April 22, 2014
Dear PEN Members, Dear friends,
I hope you won’t mind a more personal monthly letter. I am just back from Burma, now Myanmar, for the first time in a quarter century. From 1980 through much of the ‘80’s I was often there, in different guises, writing on the terrible situation. The military dictatorship, in power since 1962, had dragged a naturally rich country down into poverty. They had somehow removed Burma from the map of the world. It was hard to visit, legally or illegally. The maximum stay was one week. Rangoon – now Yangon – was crumbling. Almost no one wrote about the situation in the media or in books – a handful of Burmese in exile, like Wendy Law-Yone; a Swedish journalist out of Bangkok, Bertil Lintner; a few others including myself. None of us were welcome after a few critical articles.

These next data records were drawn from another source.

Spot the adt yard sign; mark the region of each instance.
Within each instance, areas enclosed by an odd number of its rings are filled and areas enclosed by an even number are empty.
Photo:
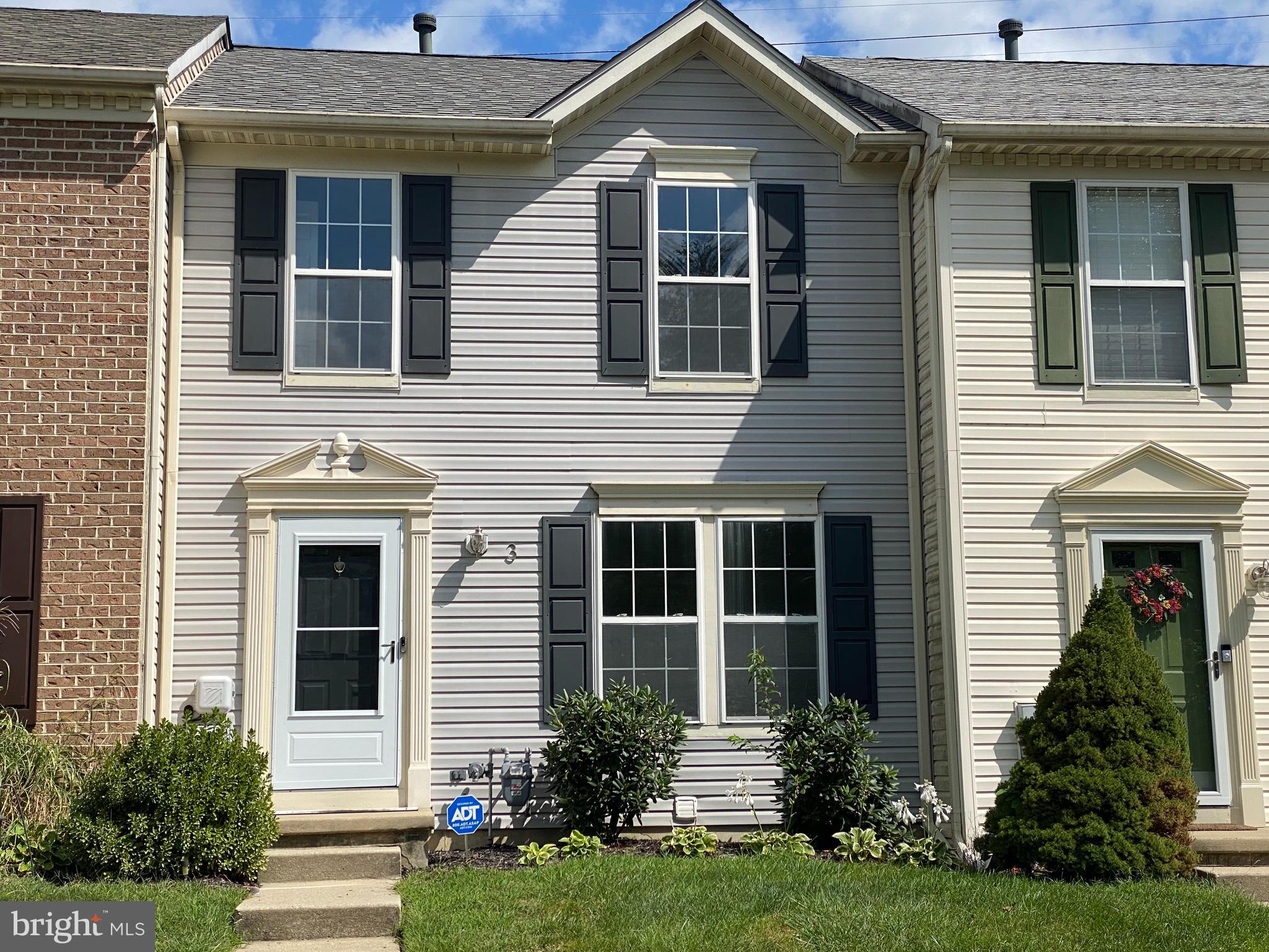
[[[485,807],[476,797],[462,796],[449,801],[445,810],[445,823],[454,833],[466,836],[480,829],[481,820],[485,819]]]

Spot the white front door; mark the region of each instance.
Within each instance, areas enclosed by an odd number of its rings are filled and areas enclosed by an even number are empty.
[[[278,520],[275,790],[395,787],[401,520]]]

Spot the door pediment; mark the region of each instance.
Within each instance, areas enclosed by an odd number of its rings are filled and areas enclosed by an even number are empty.
[[[1067,480],[1053,495],[1070,503],[1211,503],[1241,506],[1250,489],[1155,442],[1142,443]]]
[[[430,508],[437,475],[373,443],[343,433],[315,439],[241,476],[249,509],[296,509],[362,503],[367,508]],[[360,508],[360,506],[359,506]]]

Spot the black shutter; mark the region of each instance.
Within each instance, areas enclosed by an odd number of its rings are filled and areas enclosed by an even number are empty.
[[[1233,185],[1190,185],[1198,363],[1203,383],[1246,383]]]
[[[599,372],[647,374],[647,188],[599,185]]]
[[[543,517],[542,707],[590,688],[590,519]]]
[[[233,215],[233,369],[282,369],[287,173],[239,169]]]
[[[1084,382],[1074,182],[1032,183],[1036,360],[1041,383]]]
[[[44,500],[0,496],[0,707],[36,722],[39,658],[39,562]]]
[[[758,187],[758,314],[764,377],[806,377],[806,197]]]
[[[877,716],[877,612],[873,604],[872,519],[825,515],[829,608],[829,693]]]
[[[449,373],[449,179],[402,175],[402,373]]]

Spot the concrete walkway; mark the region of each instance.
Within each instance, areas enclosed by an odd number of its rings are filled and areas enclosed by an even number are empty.
[[[400,847],[270,849],[237,930],[249,952],[395,952],[400,878]]]

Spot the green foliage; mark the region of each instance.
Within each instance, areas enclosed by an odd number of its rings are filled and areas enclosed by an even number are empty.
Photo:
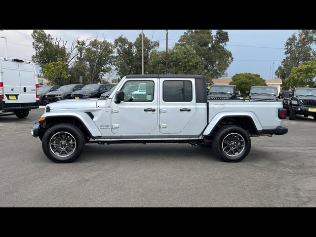
[[[233,80],[230,82],[230,84],[236,85],[242,95],[244,95],[246,91],[249,91],[252,86],[267,85],[265,80],[259,74],[237,73],[232,79]]]
[[[67,83],[67,65],[60,58],[56,62],[48,63],[43,67],[44,77],[47,78],[52,85],[63,85]]]
[[[115,65],[120,77],[130,74],[142,73],[142,34],[140,34],[134,42],[120,36],[114,40],[116,50]],[[158,42],[151,42],[144,37],[144,71],[148,71],[147,64],[151,52],[159,46]]]
[[[291,87],[308,86],[316,87],[316,58],[294,67],[290,76],[285,79],[286,84]]]
[[[302,30],[290,37],[285,44],[285,58],[276,71],[276,75],[283,83],[289,76],[292,69],[316,56],[313,49],[316,43],[316,30]],[[286,85],[287,87],[288,85]]]
[[[32,56],[32,60],[38,66],[42,69],[48,63],[57,62],[57,59],[66,62],[67,56],[66,48],[54,42],[50,35],[46,34],[42,30],[34,30],[32,37],[35,50],[35,54]]]
[[[210,30],[189,30],[176,45],[191,46],[202,60],[203,75],[211,79],[227,76],[225,72],[233,60],[232,53],[226,48],[229,41],[228,33],[222,30],[216,31],[214,36]]]

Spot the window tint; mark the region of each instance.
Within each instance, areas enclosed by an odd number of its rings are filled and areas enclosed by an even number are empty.
[[[132,80],[126,82],[121,89],[124,92],[123,101],[151,102],[154,100],[154,82]]]
[[[162,90],[163,101],[192,101],[192,83],[190,80],[165,80]]]

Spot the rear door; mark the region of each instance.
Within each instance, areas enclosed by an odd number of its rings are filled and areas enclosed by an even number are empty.
[[[19,63],[11,60],[0,60],[1,81],[3,83],[6,108],[20,107],[21,89]]]
[[[28,62],[19,62],[21,102],[22,107],[36,105],[36,76],[34,67]]]
[[[194,79],[160,79],[159,130],[180,133],[196,112]]]

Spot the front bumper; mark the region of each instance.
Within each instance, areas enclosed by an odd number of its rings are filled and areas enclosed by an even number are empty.
[[[31,127],[31,134],[34,137],[38,137],[39,136],[40,125],[40,123],[38,122],[36,122],[34,125]]]

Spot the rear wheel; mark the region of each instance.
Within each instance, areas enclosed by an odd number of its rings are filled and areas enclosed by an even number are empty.
[[[295,119],[295,112],[291,108],[290,108],[290,115],[288,118],[290,120],[294,120]]]
[[[28,117],[30,111],[28,110],[18,110],[14,112],[15,116],[19,118],[25,118]]]
[[[240,127],[231,125],[222,127],[216,132],[214,138],[213,150],[225,161],[240,161],[250,151],[250,137]]]
[[[57,163],[68,163],[77,159],[85,144],[85,137],[76,126],[60,123],[49,128],[42,139],[43,151]]]

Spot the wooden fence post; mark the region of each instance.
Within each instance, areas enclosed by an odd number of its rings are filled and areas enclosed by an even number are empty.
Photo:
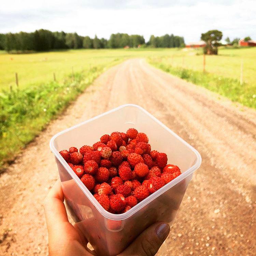
[[[19,87],[19,80],[18,79],[18,74],[16,73],[15,73],[15,78],[16,80],[16,85],[17,87]]]

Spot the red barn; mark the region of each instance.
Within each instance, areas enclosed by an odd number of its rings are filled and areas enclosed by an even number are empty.
[[[256,41],[253,40],[245,41],[244,39],[240,39],[238,41],[238,45],[240,46],[256,46]]]

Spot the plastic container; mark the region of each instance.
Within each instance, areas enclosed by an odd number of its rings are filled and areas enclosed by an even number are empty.
[[[148,137],[154,150],[164,152],[168,163],[182,174],[126,213],[105,211],[59,152],[74,146],[92,145],[105,133],[134,127]],[[54,136],[50,146],[58,166],[66,205],[76,225],[99,255],[115,255],[158,221],[173,221],[193,172],[201,162],[199,153],[139,106],[123,105]]]

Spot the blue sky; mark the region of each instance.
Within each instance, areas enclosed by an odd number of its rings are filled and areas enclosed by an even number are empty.
[[[187,43],[210,29],[224,38],[250,35],[256,40],[255,0],[24,0],[5,1],[0,8],[0,32],[76,32],[108,38],[117,32],[151,34],[173,33]]]

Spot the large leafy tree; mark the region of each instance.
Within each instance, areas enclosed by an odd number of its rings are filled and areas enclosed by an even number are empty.
[[[206,43],[204,49],[205,54],[218,54],[218,46],[220,45],[219,41],[221,40],[222,35],[222,32],[216,29],[209,30],[201,34],[201,40]]]

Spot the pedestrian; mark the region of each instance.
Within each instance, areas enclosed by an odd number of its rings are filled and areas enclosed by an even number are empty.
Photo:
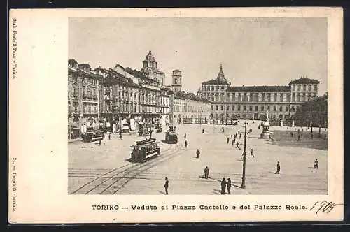
[[[204,168],[204,178],[208,179],[209,177],[209,168],[208,168],[208,166],[206,166]]]
[[[164,184],[164,187],[165,188],[165,194],[168,195],[168,187],[169,187],[168,177],[165,177],[165,184]]]
[[[231,179],[227,178],[227,194],[231,194]]]
[[[254,156],[254,154],[253,153],[253,149],[252,149],[252,150],[251,150],[251,157],[254,157],[254,158],[255,157]]]
[[[314,168],[318,169],[318,161],[317,159],[314,161]]]
[[[277,161],[277,171],[274,174],[279,174],[279,171],[281,171],[281,166],[279,165],[279,161]]]
[[[225,178],[223,178],[223,180],[221,181],[221,195],[225,195],[226,191],[226,180],[225,180]]]

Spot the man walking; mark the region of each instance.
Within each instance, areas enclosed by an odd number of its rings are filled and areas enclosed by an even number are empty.
[[[227,193],[231,194],[231,179],[227,179]]]
[[[200,150],[199,149],[197,149],[197,159],[200,159]]]
[[[279,165],[279,161],[277,161],[277,171],[274,174],[279,174],[279,171],[281,171],[281,166]]]
[[[209,176],[209,168],[208,168],[208,166],[206,166],[204,168],[204,178],[208,179]]]
[[[165,184],[164,184],[164,187],[165,188],[165,194],[168,195],[168,187],[169,187],[168,177],[165,177]]]
[[[223,181],[221,181],[221,195],[225,195],[226,191],[226,180],[225,178],[223,178]]]
[[[251,157],[254,157],[254,158],[255,157],[254,156],[254,154],[253,153],[253,149],[252,149],[252,150],[251,150]]]

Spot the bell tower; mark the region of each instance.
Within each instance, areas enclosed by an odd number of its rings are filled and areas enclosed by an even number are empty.
[[[174,93],[181,91],[181,71],[178,69],[173,70],[172,87]]]

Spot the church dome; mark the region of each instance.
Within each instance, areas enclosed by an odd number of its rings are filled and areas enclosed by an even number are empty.
[[[155,62],[155,59],[151,51],[149,51],[148,54],[146,56],[145,61]]]
[[[218,73],[218,77],[216,78],[216,80],[220,81],[227,82],[226,78],[225,78],[225,74],[223,74],[223,65],[220,66],[220,71]]]

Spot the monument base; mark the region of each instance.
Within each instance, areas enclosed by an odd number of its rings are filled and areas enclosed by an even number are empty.
[[[260,134],[260,138],[268,139],[270,138],[270,134],[271,133],[270,132],[262,132]]]

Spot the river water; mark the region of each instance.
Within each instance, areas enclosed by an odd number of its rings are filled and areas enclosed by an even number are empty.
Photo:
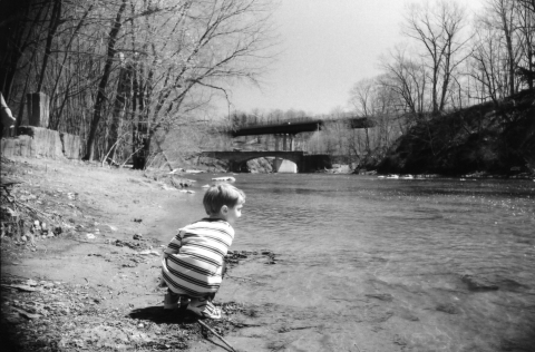
[[[173,201],[176,226],[203,215],[210,177]],[[246,204],[232,250],[276,264],[222,294],[295,322],[307,339],[281,351],[535,351],[535,182],[234,177]]]

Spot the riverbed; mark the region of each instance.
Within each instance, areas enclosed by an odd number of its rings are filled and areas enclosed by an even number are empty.
[[[203,215],[172,198],[162,242]],[[535,351],[535,183],[234,175],[246,193],[216,297],[257,307],[234,343],[272,351]],[[179,209],[179,212],[173,212]],[[265,326],[269,326],[265,329]]]

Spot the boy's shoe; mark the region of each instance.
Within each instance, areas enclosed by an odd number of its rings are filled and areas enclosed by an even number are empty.
[[[176,310],[178,309],[178,299],[177,294],[167,292],[164,296],[164,310]]]
[[[187,305],[187,310],[192,311],[201,317],[214,320],[221,319],[221,310],[207,299],[192,299],[192,301]]]

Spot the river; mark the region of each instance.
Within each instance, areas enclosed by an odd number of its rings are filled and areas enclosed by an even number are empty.
[[[210,177],[192,177],[173,224],[203,215]],[[222,294],[300,323],[307,339],[284,351],[535,351],[533,180],[234,177],[246,204],[232,250],[276,264]]]

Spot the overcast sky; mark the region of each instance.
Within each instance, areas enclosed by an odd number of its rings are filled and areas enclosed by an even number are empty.
[[[281,0],[274,20],[282,53],[263,77],[262,90],[234,87],[233,109],[293,108],[313,115],[348,109],[353,84],[378,75],[380,55],[406,40],[400,30],[405,4],[422,1]]]

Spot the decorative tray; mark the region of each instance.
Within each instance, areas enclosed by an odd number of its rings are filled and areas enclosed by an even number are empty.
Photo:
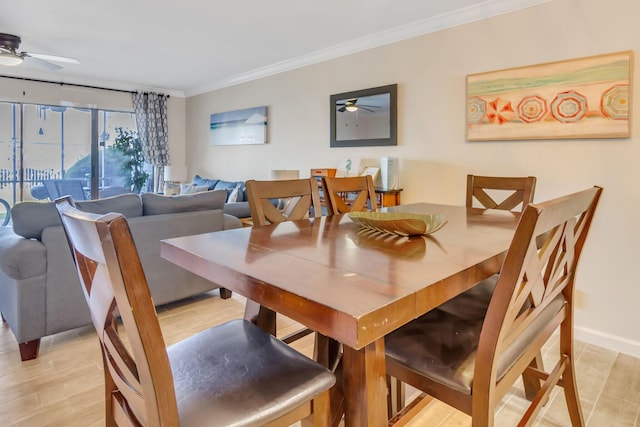
[[[400,236],[431,234],[447,223],[443,214],[408,212],[349,212],[349,218],[361,227]]]

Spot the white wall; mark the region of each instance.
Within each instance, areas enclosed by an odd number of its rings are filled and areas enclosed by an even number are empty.
[[[632,138],[615,140],[466,142],[464,133],[467,74],[637,51],[638,16],[635,0],[553,0],[188,98],[190,173],[241,180],[268,178],[270,169],[300,169],[307,176],[310,168],[335,167],[344,156],[397,156],[403,202],[459,205],[467,173],[535,175],[537,201],[601,185],[577,279],[577,337],[640,356],[638,129],[633,126]],[[399,145],[329,148],[329,96],[391,83],[398,83]],[[268,144],[209,145],[211,113],[260,105],[268,106]]]

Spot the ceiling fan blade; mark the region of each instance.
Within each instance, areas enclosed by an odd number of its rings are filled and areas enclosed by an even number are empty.
[[[49,71],[58,71],[62,69],[62,67],[58,64],[45,61],[44,59],[36,58],[28,54],[25,55],[24,62],[27,64],[35,65],[36,67],[46,68]]]
[[[55,56],[55,55],[45,55],[44,53],[27,53],[28,56],[32,58],[42,59],[44,61],[56,61],[56,62],[65,62],[67,64],[80,64],[75,58],[67,58],[65,56]]]

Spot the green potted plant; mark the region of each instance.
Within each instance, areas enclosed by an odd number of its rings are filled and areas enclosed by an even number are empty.
[[[147,183],[149,174],[143,169],[144,158],[138,133],[121,127],[116,128],[116,139],[109,149],[120,153],[123,157],[119,172],[125,178],[125,186],[139,193]]]

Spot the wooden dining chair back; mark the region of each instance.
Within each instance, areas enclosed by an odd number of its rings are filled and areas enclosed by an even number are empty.
[[[500,400],[527,373],[542,385],[519,425],[533,422],[556,385],[564,388],[572,425],[584,425],[574,370],[573,294],[601,192],[594,187],[528,205],[486,315],[435,309],[396,330],[386,339],[387,373],[471,415],[473,426],[493,426]],[[531,361],[558,329],[560,354],[547,373]]]
[[[312,410],[328,425],[332,373],[244,320],[166,348],[127,220],[56,207],[101,344],[105,425],[286,426]]]
[[[324,183],[333,214],[351,211],[376,211],[376,189],[370,175],[330,178]]]
[[[246,183],[249,209],[254,225],[319,217],[322,205],[314,178]]]
[[[533,203],[536,178],[467,175],[467,207],[522,212]],[[497,199],[497,200],[496,200]],[[476,202],[476,203],[474,203]]]

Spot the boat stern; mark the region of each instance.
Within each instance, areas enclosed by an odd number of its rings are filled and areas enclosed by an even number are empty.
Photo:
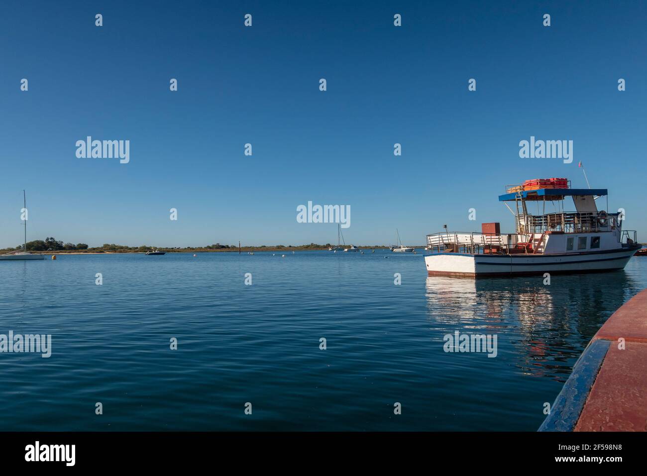
[[[438,253],[424,255],[424,264],[428,276],[476,275],[474,255],[455,253]]]

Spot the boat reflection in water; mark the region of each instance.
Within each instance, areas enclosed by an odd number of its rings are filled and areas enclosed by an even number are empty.
[[[622,271],[543,282],[541,276],[428,277],[433,340],[457,330],[496,335],[498,359],[523,374],[565,381],[595,332],[641,286]]]

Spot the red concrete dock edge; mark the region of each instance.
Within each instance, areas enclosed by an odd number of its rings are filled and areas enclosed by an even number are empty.
[[[593,336],[539,431],[647,431],[647,289]]]
[[[598,339],[609,350],[574,431],[647,431],[647,289],[609,318]]]

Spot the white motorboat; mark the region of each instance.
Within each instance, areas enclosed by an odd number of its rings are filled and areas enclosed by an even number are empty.
[[[402,240],[400,239],[400,232],[398,231],[398,229],[395,229],[395,234],[397,235],[397,240],[399,246],[391,246],[391,251],[393,253],[411,253],[413,249],[410,246],[402,246]]]
[[[550,181],[560,181],[558,186]],[[622,269],[641,248],[636,231],[623,230],[624,216],[598,210],[606,188],[571,188],[565,179],[515,187],[499,196],[514,202],[514,233],[502,234],[499,223],[483,223],[482,232],[427,235],[424,255],[429,276],[510,276],[565,274]],[[571,198],[575,212],[564,210]],[[601,201],[601,200],[600,200]],[[506,203],[506,205],[507,205]],[[529,209],[536,205],[536,214]],[[547,212],[546,207],[555,210]],[[606,208],[608,209],[608,198]]]

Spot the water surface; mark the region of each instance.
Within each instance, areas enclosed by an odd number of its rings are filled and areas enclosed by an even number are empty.
[[[427,277],[420,250],[281,254],[0,262],[0,334],[52,348],[0,354],[0,431],[535,431],[588,341],[647,287],[640,258],[545,286]],[[497,356],[444,352],[455,330],[496,334]]]

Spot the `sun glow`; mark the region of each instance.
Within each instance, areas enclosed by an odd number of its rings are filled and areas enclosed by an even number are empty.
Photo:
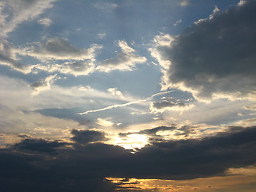
[[[114,144],[126,150],[135,150],[144,147],[149,143],[148,140],[148,137],[145,134],[133,134],[126,137],[118,136],[114,141]]]

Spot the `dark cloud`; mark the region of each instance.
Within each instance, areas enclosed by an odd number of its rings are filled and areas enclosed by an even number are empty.
[[[43,139],[26,138],[19,143],[14,145],[14,148],[18,150],[26,150],[33,153],[56,154],[59,146],[66,145],[66,142],[49,142]]]
[[[155,127],[153,129],[147,129],[147,130],[140,130],[138,132],[129,132],[129,133],[120,133],[119,135],[125,137],[129,134],[149,134],[149,135],[154,135],[158,131],[164,131],[164,130],[173,130],[177,129],[175,126],[158,126]]]
[[[155,142],[135,154],[99,142],[62,146],[51,158],[41,152],[47,154],[49,148],[62,143],[26,139],[14,150],[0,150],[1,191],[113,191],[114,186],[104,182],[105,177],[189,179],[224,175],[228,168],[256,162],[255,137],[256,126],[233,126],[202,139]],[[24,149],[31,153],[23,153]]]
[[[169,101],[154,102],[152,106],[156,109],[163,109],[166,107],[178,106],[184,107],[186,105],[183,102],[173,102]]]
[[[17,50],[10,42],[0,38],[0,65],[9,66],[23,73],[30,72],[30,70],[27,66],[18,62],[16,53]]]
[[[106,140],[105,134],[102,131],[72,130],[71,134],[74,135],[71,139],[81,144]]]
[[[248,0],[223,12],[215,9],[209,18],[170,40],[170,46],[159,45],[159,62],[171,63],[166,82],[198,98],[254,98],[255,8],[256,2]]]

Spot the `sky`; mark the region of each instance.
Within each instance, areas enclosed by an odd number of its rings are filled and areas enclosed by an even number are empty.
[[[0,190],[254,191],[255,10],[1,0]]]

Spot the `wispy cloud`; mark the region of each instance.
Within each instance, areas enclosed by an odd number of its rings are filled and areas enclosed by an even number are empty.
[[[111,110],[114,108],[118,108],[118,107],[122,107],[122,106],[130,106],[130,105],[134,105],[134,104],[137,104],[139,102],[146,102],[150,100],[151,98],[158,96],[158,95],[162,95],[162,94],[168,94],[170,92],[173,92],[174,90],[170,90],[170,91],[163,91],[163,92],[160,92],[160,93],[157,93],[155,94],[151,95],[150,97],[148,97],[146,98],[143,98],[138,101],[135,101],[135,102],[126,102],[126,103],[123,103],[123,104],[117,104],[117,105],[113,105],[113,106],[109,106],[102,109],[98,109],[98,110],[87,110],[86,112],[82,112],[82,113],[78,113],[78,114],[87,114],[90,113],[96,113],[96,112],[99,112],[99,111],[103,111],[103,110]]]

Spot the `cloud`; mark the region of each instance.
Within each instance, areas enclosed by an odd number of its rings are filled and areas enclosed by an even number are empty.
[[[158,131],[173,130],[176,130],[176,129],[177,129],[177,127],[175,127],[175,126],[158,126],[158,127],[155,127],[155,128],[152,128],[152,129],[140,130],[138,132],[120,133],[120,134],[118,134],[118,135],[121,137],[124,137],[124,136],[127,136],[129,134],[134,134],[155,135]]]
[[[21,142],[14,145],[16,150],[25,150],[34,153],[46,153],[49,154],[56,154],[57,148],[64,145],[66,142],[58,142],[56,141],[50,142],[44,139],[26,138]]]
[[[150,100],[150,99],[151,99],[151,98],[154,98],[154,97],[156,97],[158,95],[161,95],[161,94],[164,94],[170,93],[170,92],[172,92],[172,91],[160,92],[160,93],[157,93],[155,94],[153,94],[149,98],[143,98],[143,99],[141,99],[141,100],[138,100],[138,101],[130,102],[126,102],[126,103],[123,103],[123,104],[116,104],[116,105],[109,106],[106,106],[106,107],[104,107],[104,108],[102,108],[102,109],[98,109],[98,110],[87,110],[86,112],[78,113],[78,114],[90,114],[90,113],[95,113],[95,112],[103,111],[103,110],[111,110],[111,109],[114,109],[114,108],[118,108],[118,107],[122,107],[122,106],[127,106],[137,104],[137,103],[142,102],[146,102],[146,101],[148,101],[148,100]]]
[[[188,0],[182,0],[180,2],[179,4],[181,6],[187,6],[188,5],[190,5],[190,2]]]
[[[174,22],[174,26],[178,26],[179,23],[181,23],[182,22],[182,19],[179,19],[179,20],[178,20],[178,21],[176,21],[176,22]]]
[[[145,57],[141,57],[134,54],[135,50],[130,47],[126,42],[118,41],[118,46],[122,52],[115,58],[106,59],[97,66],[97,70],[104,72],[110,72],[112,70],[132,70],[138,63],[143,63],[146,62]]]
[[[184,180],[224,176],[230,168],[255,163],[255,126],[235,127],[203,139],[158,141],[135,154],[98,142],[65,147],[58,142],[26,139],[16,144],[15,150],[0,150],[0,178],[6,188],[3,191],[18,186],[26,191],[111,191],[98,188],[106,187],[103,178]],[[52,153],[54,149],[58,153]],[[82,183],[90,184],[84,188]]]
[[[113,87],[109,88],[107,90],[113,95],[113,96],[118,96],[118,97],[123,97],[122,92],[120,90],[118,90],[118,88]]]
[[[105,37],[106,36],[106,34],[98,33],[97,35],[98,35],[98,37],[99,38],[105,38]]]
[[[40,18],[38,20],[38,22],[45,26],[49,26],[53,23],[53,22],[48,18]]]
[[[57,79],[57,74],[50,75],[46,78],[46,79],[39,82],[35,82],[32,83],[30,87],[31,87],[34,91],[32,92],[33,95],[38,94],[42,90],[50,90],[50,84],[52,84]]]
[[[150,50],[162,66],[163,89],[190,91],[202,101],[255,100],[255,7],[254,1],[224,12],[215,7],[177,37],[156,36]]]
[[[20,23],[35,19],[56,0],[6,0],[0,3],[0,34],[6,36]]]
[[[26,47],[21,54],[47,60],[78,60],[94,59],[95,51],[101,46],[92,45],[89,49],[78,49],[70,44],[63,38],[53,38],[45,43],[38,42],[35,46]]]
[[[19,62],[16,56],[18,52],[18,50],[13,44],[0,37],[0,65],[10,66],[25,74],[30,73],[32,67]]]
[[[183,111],[193,108],[194,105],[186,105],[184,102],[174,102],[166,100],[153,102],[150,105],[150,111],[153,113],[163,113],[165,110]]]
[[[79,144],[87,144],[90,142],[102,142],[106,140],[105,134],[102,131],[91,130],[72,130],[74,135],[71,140]]]
[[[104,11],[112,11],[116,9],[118,6],[113,2],[97,2],[94,6],[98,10]]]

This return visit was of course quite different. I met with our former Writers in Prison case, Aung San Suu Kyi, and had a long complex discussion with senior government officials. Most important, I spent a lot of time with the members of our remarkable new Myanmar PEN Centre led by Dr. Ma Thida, another former PEN case, as were Myo Myint Nyein, and Nay Phone Latt, both also on the Centre’s Board.
There is no denying that much has changed. There are independent publications and publishers. There are new roads and buildings, including an entire new capital city, and investments of all sorts, in part from returning exiles.
Free speech is of course a more fundamental yet delicate element of any civilization. It requires fair laws, governmental restraint, solid public structures and independent enforcement.
Last year PEN International’s Publisher’s Circle held a workshop in Yangon to help emerging Myanmar publishers. This March we took up these issues again. I was travelling with John Makinson, Chair of Penguin Random House, Jo Lusby, head of Penguin in China and for part of the time Marketa Hejkalová of Hejkal publishing, member of the PEN International Board.
It was clear from our meeting with Myanmar publishers that they feel held back by a shortage of literary translators – whether to and from international languages or among internal languages. Translator programs exist to help on this front and we agreed to focus on this. We also sat down for a day with PEN members to hear about their situation, with many thanks to the British Council.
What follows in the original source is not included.